The web must be accessible for everyone, and the color combinations we chose affect the accessibility directly. Color of the text, background, buttons, forms almost everything can tamper the readability and visibility. And, there are a lot of perks with using accessible colors, as they decrease the cognitive load i.e the user’s ability to process information and make the right decisions. For example, we’ve seen buttons like delete/cancel associated with the red color, here the color briefly describes the nature of the operation.
WCAG (Web Content Accessibility Guidelines) sets the standards to make the web accessible for everyone and there are three levels by which quality and compliance can be measured. The levels are A, AA, and AAA. Level A is basic and minimum. Now, we want to be at the level AA, there must be enough contrast between the colors. AAA is much better and for that, we must use very high contrast and dark colors. So, remember AA and above.
Chrome Color Picker to the Rescue
A while ago when I was tweaking my blog to hit a 100 on Lighthouse for accessibility, I found out that the Chrome color picker suggests a suitable color automatically based on the component’s background color. The best part about this is that you are getting the closest color to the existing one, that complies with AA or AAA standards.

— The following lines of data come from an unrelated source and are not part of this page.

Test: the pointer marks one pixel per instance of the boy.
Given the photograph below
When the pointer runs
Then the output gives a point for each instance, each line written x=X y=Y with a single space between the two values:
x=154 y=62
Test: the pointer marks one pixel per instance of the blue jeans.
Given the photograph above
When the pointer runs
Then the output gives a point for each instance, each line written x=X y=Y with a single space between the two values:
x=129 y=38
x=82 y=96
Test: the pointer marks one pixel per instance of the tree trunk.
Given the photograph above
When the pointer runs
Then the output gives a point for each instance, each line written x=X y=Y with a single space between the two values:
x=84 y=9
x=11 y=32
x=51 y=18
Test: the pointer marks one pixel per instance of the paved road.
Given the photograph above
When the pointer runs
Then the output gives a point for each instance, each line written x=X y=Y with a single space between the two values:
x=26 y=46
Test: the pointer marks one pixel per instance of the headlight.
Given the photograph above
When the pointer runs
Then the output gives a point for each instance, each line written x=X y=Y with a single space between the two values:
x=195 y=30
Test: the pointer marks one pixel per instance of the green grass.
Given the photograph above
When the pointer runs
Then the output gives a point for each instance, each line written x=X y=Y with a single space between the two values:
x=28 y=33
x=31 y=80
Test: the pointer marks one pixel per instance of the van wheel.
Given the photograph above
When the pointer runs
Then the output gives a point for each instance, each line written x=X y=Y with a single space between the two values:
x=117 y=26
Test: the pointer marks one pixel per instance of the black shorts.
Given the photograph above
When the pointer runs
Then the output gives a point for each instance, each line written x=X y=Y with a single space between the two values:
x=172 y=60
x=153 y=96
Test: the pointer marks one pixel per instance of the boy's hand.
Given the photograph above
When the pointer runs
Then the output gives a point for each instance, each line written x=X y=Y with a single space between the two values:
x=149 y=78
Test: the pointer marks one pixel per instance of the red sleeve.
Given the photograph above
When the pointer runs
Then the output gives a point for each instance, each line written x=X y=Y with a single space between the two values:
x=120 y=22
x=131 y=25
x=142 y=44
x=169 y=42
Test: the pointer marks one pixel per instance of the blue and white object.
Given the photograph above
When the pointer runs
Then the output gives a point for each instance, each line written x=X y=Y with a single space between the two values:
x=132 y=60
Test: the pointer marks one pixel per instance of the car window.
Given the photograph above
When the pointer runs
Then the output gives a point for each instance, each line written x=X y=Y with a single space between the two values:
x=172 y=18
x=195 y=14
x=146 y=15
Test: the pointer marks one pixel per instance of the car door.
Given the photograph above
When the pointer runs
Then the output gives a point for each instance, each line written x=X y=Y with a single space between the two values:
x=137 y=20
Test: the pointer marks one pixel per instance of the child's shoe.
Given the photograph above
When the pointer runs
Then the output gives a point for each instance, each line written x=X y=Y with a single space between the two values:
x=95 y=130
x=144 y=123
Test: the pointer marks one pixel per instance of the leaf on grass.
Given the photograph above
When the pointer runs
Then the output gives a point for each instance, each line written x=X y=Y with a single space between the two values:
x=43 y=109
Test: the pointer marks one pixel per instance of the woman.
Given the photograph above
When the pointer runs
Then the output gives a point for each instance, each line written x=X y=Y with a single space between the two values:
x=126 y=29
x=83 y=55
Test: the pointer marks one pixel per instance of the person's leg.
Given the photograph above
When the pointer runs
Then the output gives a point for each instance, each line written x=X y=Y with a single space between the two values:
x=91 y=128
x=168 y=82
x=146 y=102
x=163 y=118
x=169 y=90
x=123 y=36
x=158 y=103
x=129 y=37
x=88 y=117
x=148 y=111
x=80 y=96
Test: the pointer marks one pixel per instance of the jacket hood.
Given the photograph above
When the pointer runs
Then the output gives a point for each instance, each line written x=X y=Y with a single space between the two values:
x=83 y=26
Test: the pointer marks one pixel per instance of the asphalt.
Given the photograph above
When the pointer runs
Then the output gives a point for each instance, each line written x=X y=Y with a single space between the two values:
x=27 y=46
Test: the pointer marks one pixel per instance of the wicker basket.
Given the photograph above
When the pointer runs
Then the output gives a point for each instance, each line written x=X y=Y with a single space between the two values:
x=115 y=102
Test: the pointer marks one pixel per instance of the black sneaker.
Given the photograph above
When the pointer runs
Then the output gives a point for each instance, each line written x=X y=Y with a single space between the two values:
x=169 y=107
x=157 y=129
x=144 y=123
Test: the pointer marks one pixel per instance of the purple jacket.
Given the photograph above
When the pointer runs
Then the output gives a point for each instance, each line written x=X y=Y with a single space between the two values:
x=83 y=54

Steps to pick an accessible color
- Open Chrome Developer tools
- Inspect the CSS of the required element
- Click on the color property
- Expand the contrast ratio property
- Chose suggested AA or AAA color, that’s it we’re done.
📝 Note: As per Google’s web.dev blog, this feature is experimental. However, it does fix most of the issues and really handy when you need a quick fix.
A simple trick I use to fix anything
This works for buttons, text, and many common element styles. But in some cases, we might want the color to remain constant like the white text color for buttons and we are ready to alter the background. In that case, just swap the text color and background color of the button and Chrome magically suggests a new accessible color based on the given color combination.
More on Colors and Accessibility
Refer to WCAG Guidelines for more best practices. There is also a special tool called a color contrast checker that accurately calculates the contrast ratio for the given color combination.
So, is your site accessible for all?